The dissatisfaction of voters is reflected in President Joe Biden’s approval rating – only 38% approve of Biden’s job halfway into his first term in the White House, with 57% stating that they disapprove.
“Virginians are generally alright with the direction of the commonwealth, but have far more negative opinions regarding the direction of the country as a whole,” said Rebecca Bromley-Trujillo, research director of the Wason Center.
“Virginians give Governor Youngkin solid marks as he enters his second year in office. Conversely, they see the nation as headed in the wrong direction and continue to be displeased with the president,” Bromley-Trujillo said. “And this same dynamic, which has been noted in prior polling, extends to education as well. Virginians are far more satisfied with their own local public schools than they are with the nation’s public schools in general.”

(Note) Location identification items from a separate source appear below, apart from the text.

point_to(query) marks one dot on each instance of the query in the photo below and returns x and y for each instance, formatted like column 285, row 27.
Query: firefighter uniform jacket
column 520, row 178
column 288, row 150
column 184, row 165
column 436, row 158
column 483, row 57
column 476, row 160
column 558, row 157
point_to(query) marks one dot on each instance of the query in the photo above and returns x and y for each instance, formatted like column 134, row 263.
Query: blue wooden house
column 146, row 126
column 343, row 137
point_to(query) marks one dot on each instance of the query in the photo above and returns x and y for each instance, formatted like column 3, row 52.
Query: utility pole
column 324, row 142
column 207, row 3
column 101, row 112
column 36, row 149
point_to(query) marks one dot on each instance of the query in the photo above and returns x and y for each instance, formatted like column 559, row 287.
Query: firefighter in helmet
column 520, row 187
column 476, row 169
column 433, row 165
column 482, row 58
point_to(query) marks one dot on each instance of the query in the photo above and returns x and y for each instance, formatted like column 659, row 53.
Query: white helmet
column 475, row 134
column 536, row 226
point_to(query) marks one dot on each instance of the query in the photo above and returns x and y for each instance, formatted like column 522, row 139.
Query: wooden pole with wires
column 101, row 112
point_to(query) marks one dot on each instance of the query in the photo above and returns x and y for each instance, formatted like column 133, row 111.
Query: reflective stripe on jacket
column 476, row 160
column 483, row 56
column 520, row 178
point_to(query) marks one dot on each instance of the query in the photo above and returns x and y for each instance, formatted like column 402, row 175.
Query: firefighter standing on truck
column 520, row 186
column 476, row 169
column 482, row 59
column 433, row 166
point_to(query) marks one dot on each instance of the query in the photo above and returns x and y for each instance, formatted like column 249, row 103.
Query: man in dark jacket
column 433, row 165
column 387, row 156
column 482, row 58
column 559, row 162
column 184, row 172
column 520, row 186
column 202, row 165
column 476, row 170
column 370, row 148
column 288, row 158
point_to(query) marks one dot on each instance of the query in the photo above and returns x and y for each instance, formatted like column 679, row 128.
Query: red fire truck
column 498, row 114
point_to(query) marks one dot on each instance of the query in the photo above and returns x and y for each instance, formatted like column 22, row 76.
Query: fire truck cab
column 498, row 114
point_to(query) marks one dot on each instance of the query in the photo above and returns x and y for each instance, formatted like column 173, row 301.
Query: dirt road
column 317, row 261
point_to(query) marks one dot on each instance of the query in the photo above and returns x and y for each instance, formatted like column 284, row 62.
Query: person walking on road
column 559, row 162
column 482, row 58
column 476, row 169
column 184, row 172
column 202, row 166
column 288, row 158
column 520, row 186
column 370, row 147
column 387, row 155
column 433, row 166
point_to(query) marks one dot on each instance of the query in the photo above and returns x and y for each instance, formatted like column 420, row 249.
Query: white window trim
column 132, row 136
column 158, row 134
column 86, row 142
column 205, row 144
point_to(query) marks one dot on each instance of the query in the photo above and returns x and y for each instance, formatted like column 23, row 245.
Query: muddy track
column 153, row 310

However, the differences are largely along partisan lines, with 67% of Republican voters saying Virginia is heading in the right direction, compared to 23% of Democrats and 47% of Independents. On Youngkin’s job performance, 83% of Republicans approve, while 74% of Democrats disapprove; 54% of Independents signal their approval.
The poll also found that 41% of those surveyed give their local public schools an “A” or “B” grade, but only 13% grade national public schools that high. Virginia voters also show support for requiring parental approval for K-12 students to be referred to by a different pronoun from their birth certificate (59% to 36%).
As the Democratic majority in the state Senate rejected Youngkin-endorsed legislation that would have banned abortion after 15 weeks, with few exceptions, the Wason poll found that 43% of Virginians would prefer to keep state abortion laws as is, compared to 29% who would prefer less restrictive laws and 23% who want more restrictive laws on abortion.
But a plurality of Virginia voters support lowering Virginia’s individual income tax rate (48% to 43%), but Virginians oppose a cut to Virginia’s corporate income tax rate (57% to 37%). After the legislature passed a historic $4 billion in tax relief measures last year, Youngkin has been pushing lawmakers to back another $1 billion in tax cuts – including a total repeal of the state’s grocery tax.
Virginia voters are also at odds with Youngkin over his plan to withdraw from the Regional Greenhouse Gas Initiative, with 66% stating that they want Virginia to remain part of the alliance. Support for the Virginia Clean Economy Act also remains strong with 62%, with just 33% opposing the legislation.
And as lawmakers grapple with creating a marketplace for cannabis, 60% of Virginia voters support recreational marijuana sales, with another 55% stating that localities should be allowed to host casinos should their residents approve one in a referendum.
Bromley-Trujillo said that Virginians have “a fascinating mix of opinions” when it comes to this varied list of issues confronting the governor and the General Assembly this session.
“They believe parents should approve before their child changes their pronouns. They narrowly back individual income tax cuts, but oppose corporate tax cuts. They want to see the current ‘legal limbo’ surrounding marijuana in the commonwealth be settled by allowing for recreational sales,” Bromley-Trujillo said.
“These are interesting times in the commonwealth and this poll finds an electorate engaged with the issues at hand and offering up fascinating opinions on the direction the state should go.”
Youngkin spokeswoman Macaulay Porter said in a text message that the governor’s approval ratings are “significantly outperforming” Biden’s because he has delivered on his promises.
“With $4 billion in tax relief for Virginians, the largest K-12 education budget in Virginia’s history and key efforts like Operation Bold Blue Line to keep our communities safe, the governor has brought people together around common sense solutions and delivered results,” Porter said.
This story has been updated on Jan. 28 at 11:23 a.m. to include a statement from a Youngkin spokeswoman.